D’abord l’emploi des jeunes
Les djihadistes qui ont mené l’opération de Ouagadougou étaient tous très jeunes. Comme on le sait, le désœuvrement fait des jeunes des proies faciles pour des vendeurs d’illusions. Ayant perdu tout espoir d’échapper à la galère sociale, ils se laissent facilement convaincre par l’extrémisme religieux d’autant qu’il laisse entrevoir une possibilité de rédemption. La question de l’emploi des jeunes est donc très importante. Et si nous avons bien compris, le candidat Roch a promis de recruter tous les diplômés afin de résorber les déficits en personnels notamment dans l’enseignement et la santé.

«  Les Burkinabè sont un peuple intelligent, modeste et compréhensif mais vigilent. Mais quand nos gouvernants font mine d’avoir perdu la mémoire, il s’en trouve toujours des gens pour leur rappeler les promesses du Timonier. Si chacun tient bien son rôle, le Burkina continuera son petit bonhomme de chemin ».

Et pour être précis, la progression du recrutement dans un secteur comme l’enseignement a été fixé à 13% l’an. Ce chiffre a sans doute été retenu en raison de l’évolution démographique.

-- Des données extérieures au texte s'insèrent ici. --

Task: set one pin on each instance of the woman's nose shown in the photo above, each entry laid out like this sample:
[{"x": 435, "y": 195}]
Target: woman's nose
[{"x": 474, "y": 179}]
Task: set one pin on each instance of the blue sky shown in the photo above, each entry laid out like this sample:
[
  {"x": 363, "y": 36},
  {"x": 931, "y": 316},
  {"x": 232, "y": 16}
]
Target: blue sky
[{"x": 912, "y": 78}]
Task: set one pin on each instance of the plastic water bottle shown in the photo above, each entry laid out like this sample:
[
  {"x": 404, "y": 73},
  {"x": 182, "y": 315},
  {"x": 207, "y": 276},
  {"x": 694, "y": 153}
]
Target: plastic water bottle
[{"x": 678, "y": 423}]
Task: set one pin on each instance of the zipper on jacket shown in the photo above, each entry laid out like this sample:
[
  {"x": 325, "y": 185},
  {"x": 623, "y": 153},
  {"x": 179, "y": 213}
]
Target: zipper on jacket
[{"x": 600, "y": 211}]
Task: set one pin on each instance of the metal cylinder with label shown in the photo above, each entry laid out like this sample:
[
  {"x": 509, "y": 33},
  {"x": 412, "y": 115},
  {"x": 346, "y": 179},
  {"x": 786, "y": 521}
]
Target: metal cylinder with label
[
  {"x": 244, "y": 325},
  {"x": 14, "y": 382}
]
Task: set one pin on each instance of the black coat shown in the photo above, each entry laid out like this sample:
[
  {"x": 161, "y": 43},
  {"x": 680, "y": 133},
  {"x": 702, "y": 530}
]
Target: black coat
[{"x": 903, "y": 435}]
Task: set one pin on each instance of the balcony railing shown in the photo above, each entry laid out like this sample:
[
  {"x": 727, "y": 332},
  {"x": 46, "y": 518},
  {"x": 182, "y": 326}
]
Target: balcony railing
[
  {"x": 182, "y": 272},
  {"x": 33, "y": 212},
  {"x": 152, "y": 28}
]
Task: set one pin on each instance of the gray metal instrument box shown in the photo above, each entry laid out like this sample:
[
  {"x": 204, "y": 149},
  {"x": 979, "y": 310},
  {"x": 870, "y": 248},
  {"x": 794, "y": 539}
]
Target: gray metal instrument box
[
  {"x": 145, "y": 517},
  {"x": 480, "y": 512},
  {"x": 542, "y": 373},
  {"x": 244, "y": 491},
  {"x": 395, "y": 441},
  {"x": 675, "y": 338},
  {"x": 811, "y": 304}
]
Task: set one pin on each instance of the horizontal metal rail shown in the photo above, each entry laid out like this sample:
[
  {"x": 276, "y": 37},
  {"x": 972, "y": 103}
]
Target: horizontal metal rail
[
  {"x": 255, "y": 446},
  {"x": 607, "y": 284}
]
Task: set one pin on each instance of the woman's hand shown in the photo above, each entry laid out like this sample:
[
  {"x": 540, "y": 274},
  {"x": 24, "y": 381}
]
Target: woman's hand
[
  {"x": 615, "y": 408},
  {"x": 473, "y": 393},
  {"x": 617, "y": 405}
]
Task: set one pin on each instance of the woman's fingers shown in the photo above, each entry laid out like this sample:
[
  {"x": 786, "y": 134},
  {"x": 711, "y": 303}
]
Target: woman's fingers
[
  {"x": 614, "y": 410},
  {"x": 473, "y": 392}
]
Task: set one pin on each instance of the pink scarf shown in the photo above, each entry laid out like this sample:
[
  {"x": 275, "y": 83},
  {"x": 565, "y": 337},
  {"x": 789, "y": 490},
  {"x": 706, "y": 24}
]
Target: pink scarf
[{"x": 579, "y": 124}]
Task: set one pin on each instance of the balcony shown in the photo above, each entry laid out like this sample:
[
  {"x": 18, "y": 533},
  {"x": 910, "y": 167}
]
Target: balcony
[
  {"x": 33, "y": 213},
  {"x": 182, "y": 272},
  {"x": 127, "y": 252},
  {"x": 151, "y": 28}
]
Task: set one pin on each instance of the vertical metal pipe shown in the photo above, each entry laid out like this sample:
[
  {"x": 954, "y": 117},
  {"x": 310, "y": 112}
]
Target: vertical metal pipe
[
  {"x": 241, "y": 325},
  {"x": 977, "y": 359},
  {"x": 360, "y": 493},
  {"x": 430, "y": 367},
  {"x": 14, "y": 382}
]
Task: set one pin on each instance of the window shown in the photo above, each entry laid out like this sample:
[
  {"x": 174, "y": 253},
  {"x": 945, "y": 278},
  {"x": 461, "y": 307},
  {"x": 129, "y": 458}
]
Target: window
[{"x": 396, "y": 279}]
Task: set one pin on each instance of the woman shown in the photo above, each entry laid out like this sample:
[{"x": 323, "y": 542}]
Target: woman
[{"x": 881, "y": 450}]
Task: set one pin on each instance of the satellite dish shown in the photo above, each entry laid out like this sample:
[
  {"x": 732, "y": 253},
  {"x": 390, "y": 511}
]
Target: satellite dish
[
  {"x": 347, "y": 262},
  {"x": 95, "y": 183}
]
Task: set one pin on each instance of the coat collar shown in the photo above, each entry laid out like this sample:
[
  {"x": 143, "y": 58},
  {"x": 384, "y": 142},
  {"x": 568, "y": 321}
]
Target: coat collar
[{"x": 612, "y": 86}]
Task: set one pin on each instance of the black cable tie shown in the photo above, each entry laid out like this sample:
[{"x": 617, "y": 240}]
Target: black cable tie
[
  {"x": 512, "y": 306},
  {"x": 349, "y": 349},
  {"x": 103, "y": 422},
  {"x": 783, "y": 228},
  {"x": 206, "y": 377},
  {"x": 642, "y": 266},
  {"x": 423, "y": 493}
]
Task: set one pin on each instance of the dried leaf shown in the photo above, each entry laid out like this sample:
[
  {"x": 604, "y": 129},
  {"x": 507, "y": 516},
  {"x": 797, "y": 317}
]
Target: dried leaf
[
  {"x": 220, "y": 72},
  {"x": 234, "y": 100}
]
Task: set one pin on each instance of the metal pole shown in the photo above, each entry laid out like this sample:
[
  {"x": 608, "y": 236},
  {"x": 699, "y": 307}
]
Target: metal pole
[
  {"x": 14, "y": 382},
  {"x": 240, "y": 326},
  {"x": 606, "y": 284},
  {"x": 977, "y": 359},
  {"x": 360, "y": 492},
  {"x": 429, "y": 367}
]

Les villes et villages où persistent les classes sous paillotte (il y en a 3600) ont reçu la promesse qu’elles seront normalisées, tant sur le plan des infrastructures que sur celui des effectifs. Le seuil officiel de 50 élèves par classe qui est retenu dans le programme, relèguera au rang de souvenir les classes pléthoriques de 120 élèves. Mieux, sous le quinquennat à venir, ce sera un village une école. Une école obligatoire et gratuite jusqu’à l’âge de 16 ans. Youpi !

Deux choses pour en finir sur ce registre
Dans un pays où la mortalité de la mère en couche ainsi que celle de l’enfant atteint des proportions élevées, la gratuité des soins pour les femmes enceintes et les enfants de moins de 5 ans est une promesse pertinente. C’est dans le délire qu’elle a été accueillie dans la cuvette du stade du 4 août au dernier meeting de campagne du candidat Rock Kaboré.

Enfin, la question de l’eau
Autre constat relevé dans le programme de Roch. 36% des Burkinabé vivant dans les zones rurales et 23% des populations urbaines n’ont pas accès à l’eau potable. Le slogan «  zéro corvée d’eau  » se veut donc une réponse appropriée à cette situation. Dans 5 ans explique un cadre du MPP, personne ne doit marcher 5 minutes pour avoir accès à l’eau. Eh bien qu’il en soit ainsi ! Ce sont des choses réalisables. Et elles devraient l’être sous le quinquennat. Alors certains nous diront qu’il faut accorder un état de grâce à Roch Kaboré. Cette question a reçu une réponse fort pertinente de Bassolma Bazié, Secrétaire général de la CGTB : « le malade ne connaît pas d’état de grâce. Il veut être soigné. » Ajoutons que les Burkinabé ne demandent pas plus que ce qui leur a été promis. Si le gouvernement s’engage clairement dans une démarche de satisfaction des préoccupations des populations, il peut être tranquille. Les Burkinabé sont un peuple intelligent, modeste et compréhensif mais vigilent. Mais quand nos gouvernants font mine d’avoir perdu la mémoire, il s’en trouve toujours des gens pour leur rappeler les promesses du Timonier. Si chacun tient bien son rôle, le Burkina continuera son petit bonhomme de chemin.